The Phil and Classic FM first joined forces back in 2001, making Liverpool its longest-serving orchestral partner – as well as being the oldest surviving symphony orchestra in the country.
Much has changed in the world over the past 16 years, let alone 25 or 177. So not only was this concert broadcast live on Classic FM, but it was also streamed live on Facebook, garnering 64,000 likes by the closing bars of the evening alone.
This being Classic FM, the programme was a selection box of big, juicy melodies – nothing too avant garde to frighten the horses, and pieces that have become massively popular because they have been championed by the radio station.
Thus the sell-out audience, and listeners at home, were treated to a hint of Mozart here (Ave Verum Corpus, sung by the Royal Liverpool Philharmonic Choir), and a touch of Beethoven there – the first movement of his Pastoral Symphony, played with bucolic warmth by the Phil.
The choir opened and closed the main programme, with a punchy sonic Zadok the Priest to start, and with the RLPO in a frisky and energetic performance of Borodin’s Polovtsian Dances to finish.
In between links from presenter Bill Turnbull (who forgot to quit the stage at one point and had to loiter among the cellos), there was a spot of Rimsky-Korsakov, with pretty solo bursts from clarinettist Tom Verity and Cormac Henry on flute, a big, bold, brassy Finlandia, a stirring touch of Walton, and a hint of Classic FM favourite Karl Jenkins (Palladio).
Youthful violin virtuoso Callum Smart joined the orchestra and conductor Michael Seal (using an eyesight-defying Lilliputian score) in Bruch’s violin concerto, showcasing excellent technique, mellow tones in the lower registers and some plaintive singing in the upper.

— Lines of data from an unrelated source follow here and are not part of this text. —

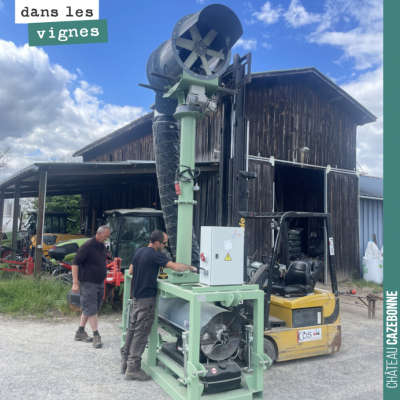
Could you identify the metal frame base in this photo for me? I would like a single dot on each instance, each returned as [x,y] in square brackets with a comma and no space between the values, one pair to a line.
[189,386]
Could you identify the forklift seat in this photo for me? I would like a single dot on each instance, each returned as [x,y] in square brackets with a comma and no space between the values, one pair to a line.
[300,279]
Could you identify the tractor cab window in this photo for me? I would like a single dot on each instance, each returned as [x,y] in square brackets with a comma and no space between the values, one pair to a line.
[63,224]
[135,233]
[112,223]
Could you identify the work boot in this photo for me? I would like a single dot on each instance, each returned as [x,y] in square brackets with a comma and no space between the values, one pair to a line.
[134,372]
[83,337]
[124,366]
[97,341]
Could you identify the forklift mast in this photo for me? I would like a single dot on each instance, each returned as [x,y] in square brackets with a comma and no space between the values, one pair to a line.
[281,225]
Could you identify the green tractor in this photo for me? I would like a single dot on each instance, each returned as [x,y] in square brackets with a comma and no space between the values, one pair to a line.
[130,230]
[6,239]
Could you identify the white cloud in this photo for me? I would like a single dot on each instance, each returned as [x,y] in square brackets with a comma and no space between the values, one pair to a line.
[45,112]
[249,44]
[268,15]
[368,90]
[266,45]
[296,15]
[366,48]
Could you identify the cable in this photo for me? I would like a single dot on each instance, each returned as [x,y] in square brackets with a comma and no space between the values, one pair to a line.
[194,173]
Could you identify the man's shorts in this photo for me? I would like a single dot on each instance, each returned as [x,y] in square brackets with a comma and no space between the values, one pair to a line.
[91,296]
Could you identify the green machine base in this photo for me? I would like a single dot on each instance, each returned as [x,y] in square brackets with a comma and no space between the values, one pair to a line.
[171,377]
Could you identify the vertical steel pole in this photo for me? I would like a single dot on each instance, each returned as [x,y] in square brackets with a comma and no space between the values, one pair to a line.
[325,235]
[17,192]
[2,194]
[185,205]
[40,221]
[152,348]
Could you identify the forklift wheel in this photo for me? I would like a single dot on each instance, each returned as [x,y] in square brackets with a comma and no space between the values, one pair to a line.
[269,349]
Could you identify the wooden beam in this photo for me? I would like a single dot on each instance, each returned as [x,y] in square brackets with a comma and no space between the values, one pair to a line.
[15,222]
[104,171]
[40,221]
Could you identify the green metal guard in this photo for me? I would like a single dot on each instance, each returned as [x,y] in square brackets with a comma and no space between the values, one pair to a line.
[191,387]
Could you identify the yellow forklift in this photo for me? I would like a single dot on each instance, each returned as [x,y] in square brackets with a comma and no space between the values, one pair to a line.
[300,320]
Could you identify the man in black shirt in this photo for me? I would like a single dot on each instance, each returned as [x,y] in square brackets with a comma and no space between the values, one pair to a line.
[89,269]
[144,270]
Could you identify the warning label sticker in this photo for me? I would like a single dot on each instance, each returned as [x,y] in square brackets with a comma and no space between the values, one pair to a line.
[331,248]
[309,334]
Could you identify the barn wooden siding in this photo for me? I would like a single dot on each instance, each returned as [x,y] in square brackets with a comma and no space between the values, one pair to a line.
[258,232]
[143,192]
[343,206]
[142,148]
[287,114]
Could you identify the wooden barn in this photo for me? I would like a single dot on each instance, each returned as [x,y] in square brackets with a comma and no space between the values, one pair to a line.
[301,132]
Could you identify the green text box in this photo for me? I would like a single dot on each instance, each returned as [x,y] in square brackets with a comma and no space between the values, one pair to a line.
[74,32]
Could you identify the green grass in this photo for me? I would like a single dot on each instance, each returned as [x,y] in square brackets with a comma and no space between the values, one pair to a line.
[362,283]
[23,295]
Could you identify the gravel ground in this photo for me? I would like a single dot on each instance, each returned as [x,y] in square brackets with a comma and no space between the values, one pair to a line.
[40,360]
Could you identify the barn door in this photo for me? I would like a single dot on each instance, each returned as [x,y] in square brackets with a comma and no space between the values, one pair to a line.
[258,232]
[342,204]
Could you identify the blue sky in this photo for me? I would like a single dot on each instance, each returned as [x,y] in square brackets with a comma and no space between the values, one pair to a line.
[58,99]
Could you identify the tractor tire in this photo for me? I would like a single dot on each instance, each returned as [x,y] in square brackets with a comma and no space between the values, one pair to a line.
[269,349]
[65,279]
[6,254]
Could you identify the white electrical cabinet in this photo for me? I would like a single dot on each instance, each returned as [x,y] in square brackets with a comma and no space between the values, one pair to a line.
[221,255]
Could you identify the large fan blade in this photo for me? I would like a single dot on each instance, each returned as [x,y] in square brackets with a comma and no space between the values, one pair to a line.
[205,65]
[185,43]
[213,53]
[210,37]
[191,59]
[195,33]
[230,323]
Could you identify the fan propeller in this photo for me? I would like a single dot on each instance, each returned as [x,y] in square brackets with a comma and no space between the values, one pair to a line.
[199,48]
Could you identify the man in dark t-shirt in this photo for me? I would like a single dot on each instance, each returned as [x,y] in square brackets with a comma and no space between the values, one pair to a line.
[144,270]
[89,269]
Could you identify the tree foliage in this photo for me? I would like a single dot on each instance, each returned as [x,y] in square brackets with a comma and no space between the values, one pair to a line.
[70,204]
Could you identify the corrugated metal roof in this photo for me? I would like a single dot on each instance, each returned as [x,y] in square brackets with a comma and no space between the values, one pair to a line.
[135,123]
[371,186]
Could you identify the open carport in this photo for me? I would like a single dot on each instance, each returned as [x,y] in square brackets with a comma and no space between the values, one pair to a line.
[91,178]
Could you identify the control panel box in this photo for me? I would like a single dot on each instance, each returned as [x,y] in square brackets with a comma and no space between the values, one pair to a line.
[221,255]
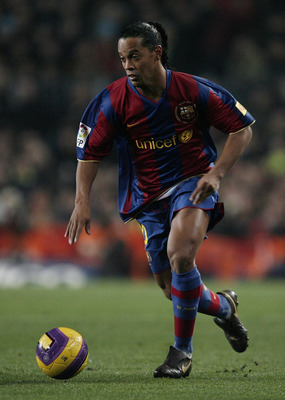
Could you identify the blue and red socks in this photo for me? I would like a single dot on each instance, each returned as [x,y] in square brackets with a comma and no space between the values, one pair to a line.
[214,304]
[190,295]
[186,290]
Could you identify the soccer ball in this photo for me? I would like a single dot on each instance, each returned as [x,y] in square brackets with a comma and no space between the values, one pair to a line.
[62,353]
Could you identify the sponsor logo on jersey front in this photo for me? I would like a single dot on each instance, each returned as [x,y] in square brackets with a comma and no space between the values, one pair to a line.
[158,144]
[186,112]
[82,135]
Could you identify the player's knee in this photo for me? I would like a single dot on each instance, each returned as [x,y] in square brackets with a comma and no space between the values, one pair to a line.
[181,262]
[164,282]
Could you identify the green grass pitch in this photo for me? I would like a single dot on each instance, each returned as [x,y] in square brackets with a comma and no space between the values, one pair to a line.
[128,327]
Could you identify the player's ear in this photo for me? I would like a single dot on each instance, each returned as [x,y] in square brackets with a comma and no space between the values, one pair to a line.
[158,52]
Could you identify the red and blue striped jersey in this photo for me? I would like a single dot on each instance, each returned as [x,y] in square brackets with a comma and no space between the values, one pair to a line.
[160,143]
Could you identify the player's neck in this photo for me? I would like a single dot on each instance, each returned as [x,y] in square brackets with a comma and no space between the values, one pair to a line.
[155,88]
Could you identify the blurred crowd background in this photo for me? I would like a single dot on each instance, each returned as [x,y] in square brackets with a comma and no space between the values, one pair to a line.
[56,56]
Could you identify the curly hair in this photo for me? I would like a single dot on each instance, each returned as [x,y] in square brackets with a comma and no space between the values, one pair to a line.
[152,34]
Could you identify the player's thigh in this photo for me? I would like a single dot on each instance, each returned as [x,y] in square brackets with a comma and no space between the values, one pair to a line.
[188,230]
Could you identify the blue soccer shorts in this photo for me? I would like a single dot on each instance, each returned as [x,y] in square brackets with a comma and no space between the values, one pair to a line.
[155,221]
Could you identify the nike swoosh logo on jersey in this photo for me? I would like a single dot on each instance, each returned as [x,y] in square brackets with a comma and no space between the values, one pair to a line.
[131,125]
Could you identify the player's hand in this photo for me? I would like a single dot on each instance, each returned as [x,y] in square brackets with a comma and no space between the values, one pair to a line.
[206,186]
[80,218]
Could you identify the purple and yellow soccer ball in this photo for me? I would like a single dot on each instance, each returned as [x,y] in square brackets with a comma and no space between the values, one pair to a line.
[62,353]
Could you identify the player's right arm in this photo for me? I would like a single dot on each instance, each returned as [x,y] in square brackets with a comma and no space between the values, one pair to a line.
[81,216]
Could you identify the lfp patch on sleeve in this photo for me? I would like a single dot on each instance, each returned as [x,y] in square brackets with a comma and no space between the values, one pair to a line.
[241,108]
[82,135]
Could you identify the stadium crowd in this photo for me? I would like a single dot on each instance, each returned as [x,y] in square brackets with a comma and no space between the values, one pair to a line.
[56,56]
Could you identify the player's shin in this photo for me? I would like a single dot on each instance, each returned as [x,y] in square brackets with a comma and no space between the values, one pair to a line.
[185,291]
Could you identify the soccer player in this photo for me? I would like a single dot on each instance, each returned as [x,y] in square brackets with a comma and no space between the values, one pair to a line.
[169,177]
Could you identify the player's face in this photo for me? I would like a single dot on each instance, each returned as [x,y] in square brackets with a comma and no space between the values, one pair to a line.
[139,63]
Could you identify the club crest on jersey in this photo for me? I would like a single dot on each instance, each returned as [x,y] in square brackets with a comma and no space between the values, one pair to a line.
[82,135]
[186,112]
[185,136]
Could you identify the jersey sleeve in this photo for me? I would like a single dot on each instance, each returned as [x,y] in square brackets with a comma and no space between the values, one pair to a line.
[97,129]
[221,108]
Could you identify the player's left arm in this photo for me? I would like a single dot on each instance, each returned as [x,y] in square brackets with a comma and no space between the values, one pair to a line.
[233,149]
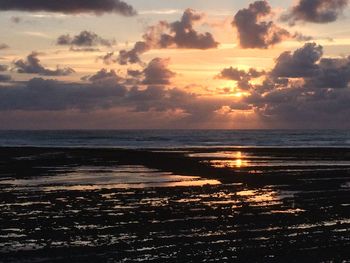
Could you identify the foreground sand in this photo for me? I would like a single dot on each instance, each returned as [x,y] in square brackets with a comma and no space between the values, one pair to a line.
[257,213]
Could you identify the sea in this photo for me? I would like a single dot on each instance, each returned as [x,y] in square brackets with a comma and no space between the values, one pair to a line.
[145,139]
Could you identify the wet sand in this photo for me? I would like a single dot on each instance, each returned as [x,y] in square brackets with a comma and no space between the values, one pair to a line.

And youthfulness was the watchword of the evening, with the RLPO performing the world premiere of 23-year-old composer Dani Howard’s specially-commissioned Argentum – an effervescent musical imagining of a burgeoning relationship, from Bambi-esque rippling raindrops heralding its birth, to radiant swell of brass, insistent tick-tock motif, strange other-worldliness and massive sonic finish which I assumed means the relationship was a keeper.